Life was simpler back in the days when East End thug Ray Robertson ran the Delilah Club. Ray and his younger brother, Georgie, were as bent as they come, but they kept order on the streets so that everyone could go out in the evening and have a good time. Now Georgie’s in stir, Ray’s missing, and the council is threatening to chuck Ma Robertson in an old age home so they can knock down her decrepit house and rehab the whole block. The Robertsons’ absence leaves the field open for dodgy fellows like Hugh Mercer to open new places like The Late Supper Club, places where musicians have their own private entrance so they can bring in whomever they like and whatever chemical enhancements they like and no one’s the wiser—places where an underage girl can fall out an upper-story window and no one can say how she fell or whom she came with or even what her name is. DS Barnard, despite his fondness for sharp clothes and flashy cars, hates this latest fashion in crime. So in spite of his superiors’ instance that he keep to the jobs he’s assigned—investigating the wave of violence against Soho’s cafe and bar owners, most likely at the hands of a Maltese mob looking to run a protection racket—Harry insists on nosing into the young partygoer’s death.
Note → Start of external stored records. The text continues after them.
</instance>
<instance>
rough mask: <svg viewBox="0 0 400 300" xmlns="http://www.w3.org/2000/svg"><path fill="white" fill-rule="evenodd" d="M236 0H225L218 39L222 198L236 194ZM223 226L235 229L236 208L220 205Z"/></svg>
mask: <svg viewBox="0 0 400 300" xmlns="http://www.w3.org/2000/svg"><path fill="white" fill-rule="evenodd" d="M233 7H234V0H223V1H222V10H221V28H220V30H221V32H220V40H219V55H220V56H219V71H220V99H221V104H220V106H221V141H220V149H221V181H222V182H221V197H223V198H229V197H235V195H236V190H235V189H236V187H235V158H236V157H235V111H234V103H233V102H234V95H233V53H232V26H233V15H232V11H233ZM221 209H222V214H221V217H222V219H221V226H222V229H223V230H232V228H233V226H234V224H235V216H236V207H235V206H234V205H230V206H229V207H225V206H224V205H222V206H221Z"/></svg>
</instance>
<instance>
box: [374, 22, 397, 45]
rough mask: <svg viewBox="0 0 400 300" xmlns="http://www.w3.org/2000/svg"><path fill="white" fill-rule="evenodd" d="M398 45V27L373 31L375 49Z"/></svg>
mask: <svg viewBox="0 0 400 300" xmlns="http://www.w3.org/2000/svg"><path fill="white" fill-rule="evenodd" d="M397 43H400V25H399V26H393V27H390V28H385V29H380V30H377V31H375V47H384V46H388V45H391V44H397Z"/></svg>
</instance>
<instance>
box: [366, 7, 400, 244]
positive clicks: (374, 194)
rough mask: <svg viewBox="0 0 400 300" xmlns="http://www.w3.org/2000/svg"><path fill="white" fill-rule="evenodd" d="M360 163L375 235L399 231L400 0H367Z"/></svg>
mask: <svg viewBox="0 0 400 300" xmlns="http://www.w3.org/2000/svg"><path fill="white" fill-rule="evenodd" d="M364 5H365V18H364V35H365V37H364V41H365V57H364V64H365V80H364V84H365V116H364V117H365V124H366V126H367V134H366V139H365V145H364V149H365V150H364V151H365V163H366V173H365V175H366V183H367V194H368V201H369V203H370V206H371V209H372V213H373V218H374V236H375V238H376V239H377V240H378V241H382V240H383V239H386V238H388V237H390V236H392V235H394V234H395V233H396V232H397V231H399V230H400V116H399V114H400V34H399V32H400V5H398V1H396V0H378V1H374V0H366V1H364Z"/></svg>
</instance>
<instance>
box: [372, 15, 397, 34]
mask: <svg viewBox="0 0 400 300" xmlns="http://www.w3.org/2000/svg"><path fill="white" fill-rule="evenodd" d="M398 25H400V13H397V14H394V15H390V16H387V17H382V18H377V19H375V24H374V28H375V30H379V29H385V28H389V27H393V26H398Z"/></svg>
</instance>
His inquiry collides with the latest mission of his girlfriend, photographer Kate O’Donnell: helping her former beau, aspiring Liverpool musician Dave Donovan, locate his new girlfriend, singer Marie Collins, who’s disappeared on a quest to find a London agent.
The combination of murder, menace, and sexual jealousy provides Hall (Cover Up, 2017, etc.) a combustible mix, but the ensuing fireworks, both figurative and literal, provide her seventh entry more heat than light.